Eimbeck ist ein dünner, kleiner, schwarzbraun verbrannter Mann mit narbigen Beinen, er hat vor Jahren ein Heimatmuseum gegründet, ein kleines, unscheinbares Haus voll gestopft mit Möbeln und Hausrat und Farmutensilien, direkt daneben liegt der Deutsche Verein. Der Verein trifft sich nur noch selten. Früher gab es regelmäßig Faustballturniere und Schlachtfeste. Eimbeck sagt, ohne konkreten Anlass: »Der Neger hält sich nicht an Versprechen. Arbeiten will der Neger nicht.« Und lauter solche Sachen. In Deutschland war Eimbeck nie. Es stört ihn aber trotzdem, dass dort so viele Türken leben.
Viele Namibiadeutsche feiern noch Kaisers Geburtstag
In einer Doktorarbeit über die Namibiadeutschen wird die These vertreten, sie seien längst ein eigenes Volk, eine Nation ohne Staat wie die Quebecfranzosen oder die Basken. Deutsche, in deren Nationalgeschichte Hitler nur am Rande vorkommt, die in der Schule nichts oder fast nichts über Auschwitz hören, die keine Mauer erlebt haben und kein 68, keine Scham, keine Selbstzweifel, gar nichts. Viele von ihnen feiern Kaisers Geburtstag. Am Krieg von 1904 waren ihrer Ansicht nach hauptsächlich die Neger schuld. Es gibt jeden Tag Kaffee und Kuchen, abends gern Leberkäse. Sushi oder Prosecco gibt es nie. Im Radio läuft, wenn Freddy fertig ist, Marschmusik. Die deutschen Geschäfte schließen pünktlich auf die Minute.

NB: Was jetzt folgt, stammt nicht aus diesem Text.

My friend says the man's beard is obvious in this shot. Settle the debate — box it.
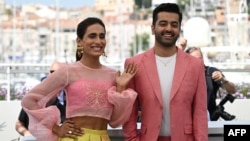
[155,32,179,48]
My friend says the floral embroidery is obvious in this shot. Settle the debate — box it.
[85,84,108,108]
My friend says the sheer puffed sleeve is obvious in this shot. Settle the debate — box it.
[21,67,68,141]
[108,86,137,128]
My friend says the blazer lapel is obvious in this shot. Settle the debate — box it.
[170,49,189,100]
[142,48,162,105]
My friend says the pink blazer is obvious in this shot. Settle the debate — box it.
[123,49,208,141]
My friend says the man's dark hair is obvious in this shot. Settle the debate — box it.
[152,3,182,25]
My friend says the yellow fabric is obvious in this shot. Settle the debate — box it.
[58,128,110,141]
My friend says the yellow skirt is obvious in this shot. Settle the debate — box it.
[58,128,110,141]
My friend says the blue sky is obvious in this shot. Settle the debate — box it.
[5,0,95,8]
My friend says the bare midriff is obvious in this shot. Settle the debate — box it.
[70,116,108,130]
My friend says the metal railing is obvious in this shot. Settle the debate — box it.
[0,63,250,101]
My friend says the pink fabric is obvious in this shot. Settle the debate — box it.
[157,136,171,141]
[123,48,208,141]
[22,62,137,141]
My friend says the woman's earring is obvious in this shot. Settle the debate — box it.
[102,51,107,57]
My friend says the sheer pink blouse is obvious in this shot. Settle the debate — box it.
[21,62,137,141]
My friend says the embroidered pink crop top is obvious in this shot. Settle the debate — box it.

Man könnte sagen, es sind Deutsche im geistigen Zustand des Jahres 1904. Schockgefrostet. Chemisch rein. Sie bilden eine nationale Minderheit. Ein bisschen werden sie unterdrückt oder empfinden es so. Ein bisschen sind sie Herrenmensch. Nicht alle von ihnen, gewiss, aber man trifft doch so einige. Eigentlich finde ich Eimbeck trotzdem ganz sympathisch. Wäre ich, wenn ich hier aufgewachsen wäre, heute genauso wie er? Er ist hilfsbereit. Er hört sich um. Niemand in Gobabis kann sich an meinen Großvater erinnern, der ein junger, dynamischer Tierarzt war und den Engländern mit seiner Donnerbüchse mächtig eingeheizt hat.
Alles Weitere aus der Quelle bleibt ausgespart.